Por: André | 27 Abril 2013
As Avós da Praça de Maio, através de Estela de Carlotto, pediram a Francisco para que contribuísse com a recuperação dos netos desaparecidos, abrindo os arquivos do Vaticano e da Igreja na Argentina que podem trazer dados nesse sentido e para o esclarecimento dos desaparecimentos forçados. O Papa disse: “contem comigo; estou à disposição de vocês”.
A reportagem é de Washington Uranga e publicada no jornal Página/12, 26-04-2013. A tradução é do Cepat.
A conversa, rápida e simples, que aconteceu no marco da audiência geral das quartas-feiras em Roma, esteve acompanhada da carta circunstanciada que as Avós entregaram a Francisco e que seguramente merecerá, nos próximos dias, uma resposta formal da Santa Sé. Talvez nessa resposta possa se avaliar melhor qual é a disposição da Igreja, agora em seu máximo nível institucional, para contribuir de maneira decidida para o esclarecimento dos trágicos acontecimentos que ocorreram na Argentina durante a ditadura militar. Se, efetivamente, o pedido se concretizar, o que se fizer não servirá – sem dúvida – para apagar as cumplicidades institucionais já demonstradas entre a hierarquia da Igreja católica (a local e a vaticana) e os personagens da ditadura, mas estará indicando que há uma mudança de rumo, uma modificação na atitude da hierarquia eclesiástica sobre o tema.
O ânimo que reinava nesta quinta-feira na delegação das Avós em Roma era de otimismo moderado. Acreditam que se abriu uma porta que pode ajudar no esclarecimento de alguns fatos e, talvez, na recuperação da identidade, que ainda permanece oculta, de filhos de desaparecidos.

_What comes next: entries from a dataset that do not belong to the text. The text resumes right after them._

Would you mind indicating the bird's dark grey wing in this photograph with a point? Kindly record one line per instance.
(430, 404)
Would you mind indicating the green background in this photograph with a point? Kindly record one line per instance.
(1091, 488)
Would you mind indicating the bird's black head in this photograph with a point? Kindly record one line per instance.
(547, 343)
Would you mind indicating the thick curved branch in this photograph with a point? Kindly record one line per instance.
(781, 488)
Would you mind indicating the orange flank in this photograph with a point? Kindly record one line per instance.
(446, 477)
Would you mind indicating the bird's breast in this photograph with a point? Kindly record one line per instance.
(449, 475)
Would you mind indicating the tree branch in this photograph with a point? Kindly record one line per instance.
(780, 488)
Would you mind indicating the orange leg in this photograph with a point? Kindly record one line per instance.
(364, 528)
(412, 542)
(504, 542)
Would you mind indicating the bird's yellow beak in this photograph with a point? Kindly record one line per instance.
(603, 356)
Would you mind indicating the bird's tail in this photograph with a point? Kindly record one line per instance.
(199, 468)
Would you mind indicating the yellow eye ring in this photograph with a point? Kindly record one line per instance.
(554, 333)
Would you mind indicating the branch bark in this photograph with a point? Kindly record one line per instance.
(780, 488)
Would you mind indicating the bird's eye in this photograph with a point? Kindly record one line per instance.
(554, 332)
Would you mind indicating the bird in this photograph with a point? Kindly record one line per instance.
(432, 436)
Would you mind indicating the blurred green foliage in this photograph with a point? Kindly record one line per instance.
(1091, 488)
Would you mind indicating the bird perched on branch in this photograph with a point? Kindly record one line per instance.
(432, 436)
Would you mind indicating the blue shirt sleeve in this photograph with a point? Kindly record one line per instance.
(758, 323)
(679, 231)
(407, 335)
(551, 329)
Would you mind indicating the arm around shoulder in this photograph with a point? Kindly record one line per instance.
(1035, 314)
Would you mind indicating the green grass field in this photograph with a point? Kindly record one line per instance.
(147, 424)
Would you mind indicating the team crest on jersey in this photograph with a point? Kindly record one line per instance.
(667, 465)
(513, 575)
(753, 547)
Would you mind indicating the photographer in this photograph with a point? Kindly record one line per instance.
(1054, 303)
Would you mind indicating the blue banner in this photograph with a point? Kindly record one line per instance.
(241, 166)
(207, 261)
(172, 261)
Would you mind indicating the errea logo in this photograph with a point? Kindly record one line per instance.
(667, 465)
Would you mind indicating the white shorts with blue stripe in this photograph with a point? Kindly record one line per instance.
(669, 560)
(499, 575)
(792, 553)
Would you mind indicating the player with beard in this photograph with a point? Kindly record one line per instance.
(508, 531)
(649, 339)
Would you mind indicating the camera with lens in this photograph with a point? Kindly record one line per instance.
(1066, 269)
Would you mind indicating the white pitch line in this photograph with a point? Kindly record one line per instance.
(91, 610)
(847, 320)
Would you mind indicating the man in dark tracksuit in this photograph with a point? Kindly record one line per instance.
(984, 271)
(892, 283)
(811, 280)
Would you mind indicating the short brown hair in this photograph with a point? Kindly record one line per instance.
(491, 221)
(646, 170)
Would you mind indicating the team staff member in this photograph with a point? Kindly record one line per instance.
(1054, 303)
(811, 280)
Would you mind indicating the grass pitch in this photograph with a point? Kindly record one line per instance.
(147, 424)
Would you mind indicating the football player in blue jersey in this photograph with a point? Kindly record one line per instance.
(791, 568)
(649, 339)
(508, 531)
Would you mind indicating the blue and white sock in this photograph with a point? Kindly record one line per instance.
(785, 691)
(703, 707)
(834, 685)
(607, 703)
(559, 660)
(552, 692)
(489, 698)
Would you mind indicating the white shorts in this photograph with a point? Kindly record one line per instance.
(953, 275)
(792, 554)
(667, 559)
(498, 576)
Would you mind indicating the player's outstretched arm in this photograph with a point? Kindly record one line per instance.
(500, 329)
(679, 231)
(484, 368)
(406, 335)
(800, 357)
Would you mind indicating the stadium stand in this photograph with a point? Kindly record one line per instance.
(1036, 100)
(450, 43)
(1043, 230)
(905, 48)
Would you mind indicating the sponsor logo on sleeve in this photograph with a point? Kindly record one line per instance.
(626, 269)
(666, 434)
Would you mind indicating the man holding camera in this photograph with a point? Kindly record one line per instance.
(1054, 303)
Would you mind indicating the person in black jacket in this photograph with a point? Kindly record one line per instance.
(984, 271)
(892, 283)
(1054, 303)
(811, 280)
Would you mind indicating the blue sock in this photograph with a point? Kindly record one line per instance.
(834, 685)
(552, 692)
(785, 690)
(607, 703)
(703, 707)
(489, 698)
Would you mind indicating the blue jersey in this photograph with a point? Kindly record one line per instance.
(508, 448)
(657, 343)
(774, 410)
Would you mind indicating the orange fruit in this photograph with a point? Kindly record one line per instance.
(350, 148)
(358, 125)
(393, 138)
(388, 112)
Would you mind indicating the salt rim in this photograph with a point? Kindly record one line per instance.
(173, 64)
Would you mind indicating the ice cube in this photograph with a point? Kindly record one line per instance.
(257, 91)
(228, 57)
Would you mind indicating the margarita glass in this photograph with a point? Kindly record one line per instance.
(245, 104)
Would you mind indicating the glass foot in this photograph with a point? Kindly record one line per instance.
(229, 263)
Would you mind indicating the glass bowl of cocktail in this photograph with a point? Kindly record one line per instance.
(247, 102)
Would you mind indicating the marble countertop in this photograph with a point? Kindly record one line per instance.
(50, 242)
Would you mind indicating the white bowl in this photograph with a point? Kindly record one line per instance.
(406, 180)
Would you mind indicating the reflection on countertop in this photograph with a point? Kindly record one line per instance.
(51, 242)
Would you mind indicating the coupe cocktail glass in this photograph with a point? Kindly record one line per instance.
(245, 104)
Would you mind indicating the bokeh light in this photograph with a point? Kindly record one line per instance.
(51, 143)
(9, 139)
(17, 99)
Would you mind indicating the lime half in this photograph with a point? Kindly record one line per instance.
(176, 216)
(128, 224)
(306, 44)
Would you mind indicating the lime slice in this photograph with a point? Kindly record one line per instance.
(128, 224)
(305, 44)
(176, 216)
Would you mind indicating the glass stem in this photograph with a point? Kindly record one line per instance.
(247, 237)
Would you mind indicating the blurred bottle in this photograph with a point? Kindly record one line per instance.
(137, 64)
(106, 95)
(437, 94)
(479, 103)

Estela de Carlotto, que pouco depois de Bergoglio assumir como papa trouxe à tona – à luz dos antecedentes – seu ceticismo acerca da possibilidade da predisposição eclesiástica, agora olha, também ela, o futuro com maior otimismo. A carta das Avós faz pedidos muito concretos e se baseia na informação segura sobre a existência de informações que estão nas mãos da hierarquia eclesiástica e que nunca foram entregues à Justiça. Mas, além disso, o que se reclama é uma atitude pastoral pela qual o Papa convide os bispos argentinos e os fiéis católicos para fornecerem todos os dados em seu poder. E o fazem argumentando que “é um dever cristão dar informações sobre o paradeiro das crianças desaparecidas na Argentina”. Situam-se no terreno próprio da Igreja para fazer a sua demanda.
Francisco iniciou seu pontificado oferecendo gestos que tentam modificar, pela menos uma parte, as práticas e também a imagem da Igreja católica. Até agora, alguns desses gestos começaram a se traduzir em fatos. Os primeiros foram de ordem intraeclesial. Ensaiar uma forma nova de colegialidade no governo da Igreja nomeando uma comissão internacional de cardeais; pronunciar-se claramente contra os pedófilos e os que os protegem. Foram passos no sentido de acompanhar com fatos os gestos e o discurso.
A isso é preciso acrescentar também que há apenas alguns dias, Francisco, pessoalmente, decidiu que se retome a causa da canonização (processo para a santificação) do bispo mártir salvadorenho Oscar Arnulfo Romero, assassinado pelo Exército de El Salvador, em 24 de março de 1980. O processo esteve travado até agora e por mais de 20 anos por decisão direta de João Paulo II e Bento XVI. Romero era um bispo considerado por muitos como muito próximo da “teologia da libertação” e, portanto, sua eventual canonização poderia, segundo os mais conservadores, ser um “mau sinal” para a Igreja.
Até o momento, nada está dito sobre a atitude que Francisco tomará em relação ao pedido formulado a ele pelas Avós. Houve o gesto. Em primeiro lugar, aceitar rapidamente receber a delegação a partir do pedido feito mediante os bons ofícios do embaixador argentino na Santa Sé, Juan Pablo Cafiero. Bergoglio não é um improvisado na política dos gestos. Por isso, é importante advertir que deu prioridade à delegação argentina, que tenha demonstrado a maior cordialidade com as Avós e que buscou inclusive “cumplicidades” na breve conversa aludindo a encontros anteriores e reconhecendo pessoalmente a cada um dos visitantes. Também a Juan Cabandié. Os gestos são mensagens. Importantes em si mesmos, embora requeiram sempre a posterior confirmação e ratificação nos fatos.
Na quinta-feira, abriu-se uma nova porta para o esclarecimento dos crimes do terrorismo de Estado na Argentina. A Igreja, agora através de sua máxima autoridade universal, tem a possibilidade de produzir ações que mostrem seu compromisso com os direitos humanos, a justiça e a democracia. Francisco, que é um esportista, sabe que a bola está com ele. Só cabe esperar.